Anyway, I switch to using socat instead of cat, and socat seems to deal with non-blocking stdin in a more robust fashion. Here is the updated workaround:

TUBE=/tmp/myfifo.$$; mkfifo "$TUBE"
<"$TUBE"   yourApplicationIgnoringEOFMoreOftenThanNot   &  appPID=$!
# unlike the above, socat WILL notice the EOF and politely die
socat -u STDIN "PIPE:$TUBE"
kill -HUP -$appPID; rm "$TUBE"
Comment 16 Andrew McNabb 2012-02-10 05:21:40 AEDT
I maintain pssh, a parallel SSH tool that runs openssh, and I've had several users complain about orphaned processes due to this bug. Adding a "-t" option is the only workaround I know of, but it has other effects, too. Having a RemoteCommandCleanup option seems very reasonable, and I notice that there have been various patches for a long time. Is there any hope of resolution in the near future?
Comment 17 Andrew McNabb 2012-02-22 11:34:22 AEDT
So it turns out that the "-t" workaround is not an option if stdin is not a terminal (which makes ssh ignore the "-t" option). Ouch. Is anyone aware of any other workaround?
Comment 18 Salvador Fandiño 2012-02-23 04:13:40 AEDT
does -tt work in that case?
Comment 19 Andrew McNabb 2012-02-23 04:18:58 AEDT
(In reply to comment #18)
> does -tt work in that case?

I've seen that option before but for some reason I had forgotten it.
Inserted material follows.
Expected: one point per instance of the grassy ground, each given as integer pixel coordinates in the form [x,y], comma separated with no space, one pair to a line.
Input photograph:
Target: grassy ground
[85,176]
Thanks.

I'm still hoping for a real solution that doesn't have the side effects of "-t". :)
Comment 20 Tyler Riddle 2012-09-28 08:46:48 AEST
I just hit the condition of processes invoked using ssh remote command invocation not receiving the standard signals because no pty is involved. It's a problem for me like everyone else but forcing a pty to be allocated is causing the control characters for the terminal to mess with the app.

Unfortunately the patch here solves my problem and has for some time but doesn't ship in OpenSSH almost certainly because changing this behavior at the granularity of an entire ssh daemon is going to cause lots of problems for anything expecting the original behavior. If the ssh client included a new option that instructed the ssh daemon it was connecting to, if possible, setup the same signal deliveries that would happen if a pty was involved and the default was to use the original behavior and the ssh daemon could reject the request and this all fits in the protocol I think it's a safe solution that opens up the features required so us cluster users can invoke remote commands in an inherently safe way. 

Just had to throw in my own two cents to help move this along towards being solved.
Comment 21 Ulrich Sibiller 2018-11-22 08:14:05 AEDT
This bug is pending for 16 years now. And the feature to kill the remote processes is still missing. So far I have not found a reason why. Please integrate that as an option.